Alicia Scherson was born in Santiago de Chile in 1974. After graduating as a biologist, she studied filmmaking in the Escuela de Cine de Cuba, EICTV. In 1999 she went on a Fulbright scholarship to the USA, where she earned her Masters in Fine Arts from the University of Illinois at Chicago (where she studied with Miranda July among others). Her short films have been screened and won awards at many international film festivals. In 2003 she returned to Santiago, where she wrote her debut feature, PLAY, which was awarded support from the Hubert Bals Rotterdam International Film Festival and CORFO film funds and the Beca Fundacion Carolina from the Spanish Government. PLAY was shot in 2004 and won the Best New Narrative Filmmaker Award in the 2005 Tribeca Film Festival, New York. Alicia is now writing her second feature film, whilst also working as a film teacher in the university of Santiago.
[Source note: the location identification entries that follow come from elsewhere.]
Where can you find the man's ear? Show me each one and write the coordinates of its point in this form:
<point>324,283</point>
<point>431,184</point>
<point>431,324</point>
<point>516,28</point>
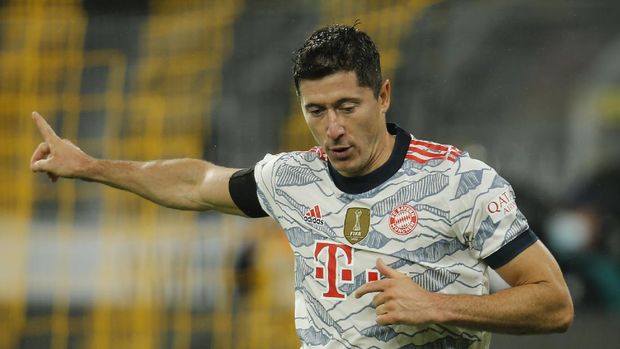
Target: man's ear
<point>384,96</point>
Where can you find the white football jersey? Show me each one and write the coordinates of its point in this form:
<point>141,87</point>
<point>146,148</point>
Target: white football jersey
<point>431,212</point>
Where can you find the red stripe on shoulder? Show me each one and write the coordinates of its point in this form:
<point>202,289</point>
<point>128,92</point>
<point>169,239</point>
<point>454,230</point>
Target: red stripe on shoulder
<point>424,151</point>
<point>319,151</point>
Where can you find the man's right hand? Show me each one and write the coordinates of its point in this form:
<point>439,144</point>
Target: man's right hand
<point>55,156</point>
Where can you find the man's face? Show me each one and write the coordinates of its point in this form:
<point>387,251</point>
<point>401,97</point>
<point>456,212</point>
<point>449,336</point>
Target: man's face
<point>347,121</point>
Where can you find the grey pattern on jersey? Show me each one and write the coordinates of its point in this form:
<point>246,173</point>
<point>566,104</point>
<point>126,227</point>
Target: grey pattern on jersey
<point>442,248</point>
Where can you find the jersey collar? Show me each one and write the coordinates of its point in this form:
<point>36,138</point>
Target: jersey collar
<point>361,184</point>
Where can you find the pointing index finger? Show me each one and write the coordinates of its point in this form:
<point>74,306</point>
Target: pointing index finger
<point>44,128</point>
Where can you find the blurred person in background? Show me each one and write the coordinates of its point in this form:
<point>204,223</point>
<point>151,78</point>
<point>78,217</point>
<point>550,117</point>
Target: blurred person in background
<point>585,237</point>
<point>392,236</point>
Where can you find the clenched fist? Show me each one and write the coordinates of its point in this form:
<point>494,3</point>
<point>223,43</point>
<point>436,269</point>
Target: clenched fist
<point>399,300</point>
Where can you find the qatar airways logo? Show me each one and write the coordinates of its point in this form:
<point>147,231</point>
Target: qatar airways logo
<point>335,265</point>
<point>502,205</point>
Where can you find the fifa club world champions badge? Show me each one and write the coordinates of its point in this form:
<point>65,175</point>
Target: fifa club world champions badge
<point>403,219</point>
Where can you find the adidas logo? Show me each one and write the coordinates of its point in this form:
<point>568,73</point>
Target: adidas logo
<point>314,216</point>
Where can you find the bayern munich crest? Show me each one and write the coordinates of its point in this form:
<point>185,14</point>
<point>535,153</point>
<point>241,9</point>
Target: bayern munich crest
<point>403,219</point>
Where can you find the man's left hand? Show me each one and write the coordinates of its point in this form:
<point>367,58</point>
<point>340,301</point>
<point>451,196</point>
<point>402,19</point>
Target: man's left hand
<point>399,299</point>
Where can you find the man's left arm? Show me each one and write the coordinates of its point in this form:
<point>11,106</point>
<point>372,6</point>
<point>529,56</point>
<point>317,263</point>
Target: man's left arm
<point>537,302</point>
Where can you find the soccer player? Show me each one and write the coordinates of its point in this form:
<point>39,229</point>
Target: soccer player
<point>393,236</point>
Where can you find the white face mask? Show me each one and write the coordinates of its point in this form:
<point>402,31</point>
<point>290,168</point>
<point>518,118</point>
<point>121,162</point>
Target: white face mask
<point>568,232</point>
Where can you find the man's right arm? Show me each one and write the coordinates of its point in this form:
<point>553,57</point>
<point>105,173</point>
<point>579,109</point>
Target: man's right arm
<point>187,184</point>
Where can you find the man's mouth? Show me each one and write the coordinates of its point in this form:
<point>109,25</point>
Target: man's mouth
<point>340,152</point>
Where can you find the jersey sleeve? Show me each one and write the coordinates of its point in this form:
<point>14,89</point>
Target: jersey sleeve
<point>264,174</point>
<point>484,213</point>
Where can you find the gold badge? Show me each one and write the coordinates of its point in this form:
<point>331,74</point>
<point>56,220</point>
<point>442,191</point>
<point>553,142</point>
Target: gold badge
<point>356,224</point>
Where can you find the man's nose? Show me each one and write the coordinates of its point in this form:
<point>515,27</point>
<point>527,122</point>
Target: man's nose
<point>335,129</point>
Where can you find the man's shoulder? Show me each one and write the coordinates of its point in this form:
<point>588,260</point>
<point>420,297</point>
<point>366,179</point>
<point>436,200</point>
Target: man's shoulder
<point>314,154</point>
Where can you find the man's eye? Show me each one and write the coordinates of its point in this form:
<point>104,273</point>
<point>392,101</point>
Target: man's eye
<point>316,112</point>
<point>348,109</point>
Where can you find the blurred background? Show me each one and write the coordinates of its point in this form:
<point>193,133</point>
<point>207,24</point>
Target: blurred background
<point>531,87</point>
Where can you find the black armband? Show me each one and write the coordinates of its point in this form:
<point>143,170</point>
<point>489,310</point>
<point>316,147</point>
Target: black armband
<point>242,189</point>
<point>509,251</point>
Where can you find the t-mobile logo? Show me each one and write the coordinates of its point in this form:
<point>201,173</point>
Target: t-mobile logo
<point>326,253</point>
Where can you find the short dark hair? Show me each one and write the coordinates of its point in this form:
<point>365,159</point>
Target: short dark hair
<point>338,48</point>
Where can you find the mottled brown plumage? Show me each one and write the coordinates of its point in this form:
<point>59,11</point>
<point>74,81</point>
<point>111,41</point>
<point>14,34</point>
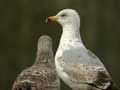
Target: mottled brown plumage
<point>42,74</point>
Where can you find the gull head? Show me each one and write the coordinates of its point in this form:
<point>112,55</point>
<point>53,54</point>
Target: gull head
<point>66,17</point>
<point>44,43</point>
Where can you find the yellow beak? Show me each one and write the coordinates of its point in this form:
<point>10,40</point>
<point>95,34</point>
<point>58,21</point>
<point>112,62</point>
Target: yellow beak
<point>52,19</point>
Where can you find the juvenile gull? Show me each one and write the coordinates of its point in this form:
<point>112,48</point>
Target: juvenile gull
<point>42,74</point>
<point>76,65</point>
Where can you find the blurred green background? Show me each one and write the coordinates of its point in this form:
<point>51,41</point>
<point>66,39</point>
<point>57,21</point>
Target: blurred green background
<point>23,21</point>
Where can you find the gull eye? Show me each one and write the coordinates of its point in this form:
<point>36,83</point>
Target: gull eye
<point>63,15</point>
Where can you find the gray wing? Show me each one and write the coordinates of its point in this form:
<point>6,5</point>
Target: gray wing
<point>83,66</point>
<point>37,78</point>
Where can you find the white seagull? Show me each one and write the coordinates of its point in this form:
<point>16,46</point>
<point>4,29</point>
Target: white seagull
<point>75,64</point>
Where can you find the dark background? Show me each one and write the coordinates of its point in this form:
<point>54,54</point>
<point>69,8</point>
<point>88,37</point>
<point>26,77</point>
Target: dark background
<point>23,21</point>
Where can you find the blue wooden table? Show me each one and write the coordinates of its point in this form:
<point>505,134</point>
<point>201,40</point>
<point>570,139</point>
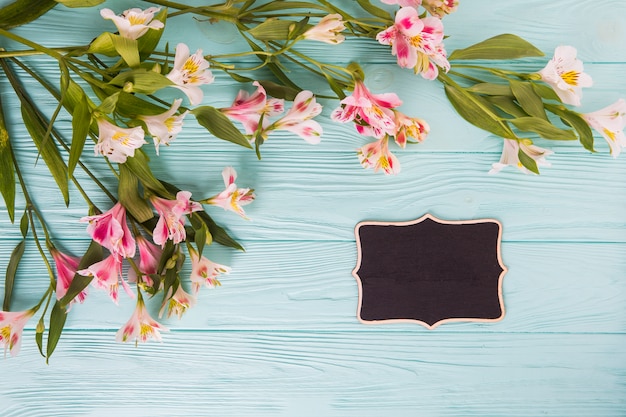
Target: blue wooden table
<point>280,337</point>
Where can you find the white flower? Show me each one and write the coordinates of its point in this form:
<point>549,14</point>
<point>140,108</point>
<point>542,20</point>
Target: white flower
<point>133,23</point>
<point>610,122</point>
<point>327,30</point>
<point>510,155</point>
<point>189,72</point>
<point>564,73</point>
<point>118,143</point>
<point>166,126</point>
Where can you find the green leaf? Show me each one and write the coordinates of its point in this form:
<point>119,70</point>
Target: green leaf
<point>128,192</point>
<point>527,98</point>
<point>47,149</point>
<point>144,81</point>
<point>80,3</point>
<point>374,10</point>
<point>505,46</point>
<point>219,125</point>
<point>543,128</point>
<point>273,30</point>
<point>528,162</point>
<point>81,122</point>
<point>92,255</point>
<point>14,261</point>
<point>57,322</point>
<point>585,135</point>
<point>475,112</point>
<point>21,12</point>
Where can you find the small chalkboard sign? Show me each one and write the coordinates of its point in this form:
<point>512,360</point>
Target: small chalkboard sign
<point>429,271</point>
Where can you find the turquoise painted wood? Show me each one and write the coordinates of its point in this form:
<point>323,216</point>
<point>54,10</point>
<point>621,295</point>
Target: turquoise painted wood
<point>281,337</point>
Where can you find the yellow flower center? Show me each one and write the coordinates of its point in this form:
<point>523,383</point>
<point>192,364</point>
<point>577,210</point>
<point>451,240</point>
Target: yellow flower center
<point>570,77</point>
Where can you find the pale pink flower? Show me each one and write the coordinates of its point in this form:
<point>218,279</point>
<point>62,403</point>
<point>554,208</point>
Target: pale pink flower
<point>140,327</point>
<point>166,126</point>
<point>11,327</point>
<point>110,230</point>
<point>190,72</point>
<point>376,155</point>
<point>409,127</point>
<point>66,266</point>
<point>327,30</point>
<point>204,272</point>
<point>610,122</point>
<point>107,275</point>
<point>510,155</point>
<point>232,198</point>
<point>117,143</point>
<point>133,23</point>
<point>564,73</point>
<point>178,303</point>
<point>298,118</point>
<point>248,109</point>
<point>171,224</point>
<point>440,8</point>
<point>417,43</point>
<point>371,113</point>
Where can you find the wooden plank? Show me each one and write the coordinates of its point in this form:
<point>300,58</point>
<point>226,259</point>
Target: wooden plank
<point>323,373</point>
<point>298,285</point>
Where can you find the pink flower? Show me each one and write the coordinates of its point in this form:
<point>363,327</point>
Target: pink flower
<point>610,122</point>
<point>510,155</point>
<point>107,274</point>
<point>232,198</point>
<point>110,230</point>
<point>417,43</point>
<point>178,303</point>
<point>66,266</point>
<point>370,112</point>
<point>171,224</point>
<point>140,327</point>
<point>11,327</point>
<point>190,72</point>
<point>298,118</point>
<point>376,155</point>
<point>204,272</point>
<point>248,109</point>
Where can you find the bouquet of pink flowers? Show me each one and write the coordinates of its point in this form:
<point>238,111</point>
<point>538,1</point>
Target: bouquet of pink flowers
<point>112,89</point>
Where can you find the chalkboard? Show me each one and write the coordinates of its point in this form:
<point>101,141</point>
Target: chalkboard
<point>429,271</point>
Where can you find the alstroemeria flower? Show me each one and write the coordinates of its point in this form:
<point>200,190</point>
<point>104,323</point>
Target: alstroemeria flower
<point>110,230</point>
<point>66,266</point>
<point>406,127</point>
<point>417,43</point>
<point>298,118</point>
<point>190,72</point>
<point>133,23</point>
<point>440,8</point>
<point>232,198</point>
<point>368,110</point>
<point>166,126</point>
<point>327,30</point>
<point>564,73</point>
<point>178,303</point>
<point>117,143</point>
<point>248,109</point>
<point>610,122</point>
<point>11,326</point>
<point>510,155</point>
<point>107,275</point>
<point>171,224</point>
<point>376,155</point>
<point>140,327</point>
<point>204,272</point>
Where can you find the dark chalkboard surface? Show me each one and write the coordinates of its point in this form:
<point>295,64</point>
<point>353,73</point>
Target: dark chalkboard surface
<point>429,271</point>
“PLAY was conceived two years ago while I was living in Chicago and would think about Santiago de Chile and its people. Being far away and being a foreigner gave me new insight into the way we define ourselves as inhabitants of a specific place. The more the world connects through the global economy and technology, the more this definition and this awareness of identity becomes diffuse and complex.

“How do people deal with coming from a strong ancient culture but living a life that has nothing to do with it? Is a native Mapuche girl that lives in the city supposed to feel more identified with her grandmother from the rainy south than with her favourite heroine of Japanese video games?

“Cities are like game boards where rules are to be discovered and change from neighbourhood to neighbourhood. Urban players have to find the right role to be able to get up every morning and be a part of the game during the whole day.

“The main character of PLAY, Cristina, was born with a strong identity: Chilean, Indian, female and poor, but does that really explain who she is? In this game, she will find a suitcase full of clues, of secret codes that will allow her to become a spy in an unknown territory: the city of others.

“This movie is an urban fairy tale and I propose, through Cristina’s adventure, renewed questions about identity in Latin America. I think only fiction has the power to address an issue like this without providing simple dogmatic answers but instead embracing it lightly, with all its complexity, and, hopefully, generating a new space for reflection and discussion.”